Türk kadınlarında -aynı dünyadaki hemcinsleri gibi- cinsel sorunlar genellikle birden fazla ve bir arada görülüyor. Türk kadınlarının %35’i yalnızca tek bir cinsel sorun yaşarken, %31’i iki sorun, %18’i üç sorun, %8’i dört sorun, %6’sı beş sorun ve %2’si altı sorun yaşıyor. Ayrıca ilerleyen yaşla beraber cinsel istek kaybı, orgazm sorunları, ağrı problemleri, seksten keyif alamama ve kayganlık sağlayamama şikayetleri de artıyor. Avrupa’ya göre Türk kadınlarında vajinismus veya disparoni gibi cinsel ağrı hastalıkları daha fazla görülüyor.
Kadınlarda cinsel sorunların altında ilk başta anatomik, hormonsal, damarsal, sinir sistemi kaynaklı organik sorunlar yatabiliyor. Yüksek tansiyon, yüksek kolesterol, şeker hastalığı, kalp-damar sorunları, depresyon, MS, Alzheimer hastalığı, omurilik hasarı, östrojen-testosteron-prolaktin-tiroid gibi hormonların dengesizliği ile kadınlarda jinekolojik sorunlar cinsel sorunlara yol açabiliyor. ASAD olarak yaptığımız çalışmalarda, cinsel sorun yaşayan Türk kadınlarında jinekolojik problemler (%21), idrar yolu enfeksiyonları (%24), kalp-damar hastalıkları (%7), sinir sistemi sorunları (%2) , şeker hastalığı (%4), psikolojik problemler (%19) ve hormonsal sorunlar (%12) tespit ettik.

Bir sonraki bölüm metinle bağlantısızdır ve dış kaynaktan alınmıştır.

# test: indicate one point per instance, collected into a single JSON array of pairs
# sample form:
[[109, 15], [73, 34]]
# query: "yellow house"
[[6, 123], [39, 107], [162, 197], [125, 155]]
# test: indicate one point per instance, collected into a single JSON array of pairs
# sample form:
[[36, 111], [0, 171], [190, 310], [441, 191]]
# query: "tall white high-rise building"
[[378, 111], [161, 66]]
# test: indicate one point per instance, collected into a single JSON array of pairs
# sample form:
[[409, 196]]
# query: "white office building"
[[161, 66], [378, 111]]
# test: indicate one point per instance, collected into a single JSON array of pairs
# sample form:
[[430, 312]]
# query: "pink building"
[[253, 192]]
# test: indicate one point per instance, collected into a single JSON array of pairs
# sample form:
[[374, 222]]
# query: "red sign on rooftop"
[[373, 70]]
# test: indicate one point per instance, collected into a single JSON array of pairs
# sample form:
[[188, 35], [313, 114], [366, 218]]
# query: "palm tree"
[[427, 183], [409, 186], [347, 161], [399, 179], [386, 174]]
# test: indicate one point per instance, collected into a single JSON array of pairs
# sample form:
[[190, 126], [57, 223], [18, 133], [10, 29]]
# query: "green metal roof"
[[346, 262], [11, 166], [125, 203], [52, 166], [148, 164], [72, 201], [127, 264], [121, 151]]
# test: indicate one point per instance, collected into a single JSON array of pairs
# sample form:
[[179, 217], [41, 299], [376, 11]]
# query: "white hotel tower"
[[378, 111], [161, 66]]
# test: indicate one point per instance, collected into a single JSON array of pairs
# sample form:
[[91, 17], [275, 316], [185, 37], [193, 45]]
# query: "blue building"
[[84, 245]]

Organik faktörlerin yanı sıra kadın cinsel sorunlarının altında yanlış cinsel bilgiler, aile yapısı, ilişki kalitesi gibi psikolojik ve sosyal faktörler de yatıyor. Kadının cinselliği nasıl öğrendiği, eski deneyimleri, ilişki problemleri, iletişim sorunları, kültürel baskılar gibi psiko-sosyal nedenler önemli yer tutuyor. Ayrıca erkeğin cinsel sorunu mutlaka kadını da etkiliyor. Partneri sertleşme sorunu, erken boşalma, penisteki anatomik şekil veya hacim bozuklukları kadının cinsel hayatını olumsuz etkiliyor, tatminini azaltıyor.
- - - - - - 4. Kadınlarda Duygular Ne Kadar Önemli?

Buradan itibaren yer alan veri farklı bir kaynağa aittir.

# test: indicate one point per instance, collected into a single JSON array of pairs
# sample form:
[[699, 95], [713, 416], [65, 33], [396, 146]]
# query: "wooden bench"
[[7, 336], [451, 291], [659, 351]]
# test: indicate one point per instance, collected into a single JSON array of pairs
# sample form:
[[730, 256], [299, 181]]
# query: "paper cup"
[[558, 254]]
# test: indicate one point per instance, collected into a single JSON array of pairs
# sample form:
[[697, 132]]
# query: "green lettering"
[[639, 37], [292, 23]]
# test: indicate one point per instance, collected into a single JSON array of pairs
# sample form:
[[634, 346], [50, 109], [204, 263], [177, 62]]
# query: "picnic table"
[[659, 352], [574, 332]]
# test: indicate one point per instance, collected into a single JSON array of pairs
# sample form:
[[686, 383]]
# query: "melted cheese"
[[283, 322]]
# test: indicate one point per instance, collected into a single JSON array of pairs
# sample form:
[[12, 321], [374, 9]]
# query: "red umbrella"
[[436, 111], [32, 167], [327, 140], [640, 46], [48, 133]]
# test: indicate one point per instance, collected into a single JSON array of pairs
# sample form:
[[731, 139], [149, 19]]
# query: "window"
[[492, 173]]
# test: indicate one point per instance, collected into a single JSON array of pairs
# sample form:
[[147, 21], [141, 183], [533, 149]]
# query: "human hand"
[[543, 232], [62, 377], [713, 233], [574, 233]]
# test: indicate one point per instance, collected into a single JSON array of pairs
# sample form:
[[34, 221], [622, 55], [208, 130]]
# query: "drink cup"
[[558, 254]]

Kadında cinsel anatomi, fizyoloji ve uyarılma mekanizmalarının erkeklerden farklı olması nedeniyle cinsel sorunların tanı ve tedavi sürecinde kadın cinselliğine odaklanan ve hastaya özel değişiklikler yapılması gerekir. ASAD olarak Türk kadınlarında duygusal sorunların, stres ve sosyal statü değişimlerinin cinsel istek azlığı, uyarılma sorunları ve cinsel ağrı şikayetlerine yol açtığını gösterdik.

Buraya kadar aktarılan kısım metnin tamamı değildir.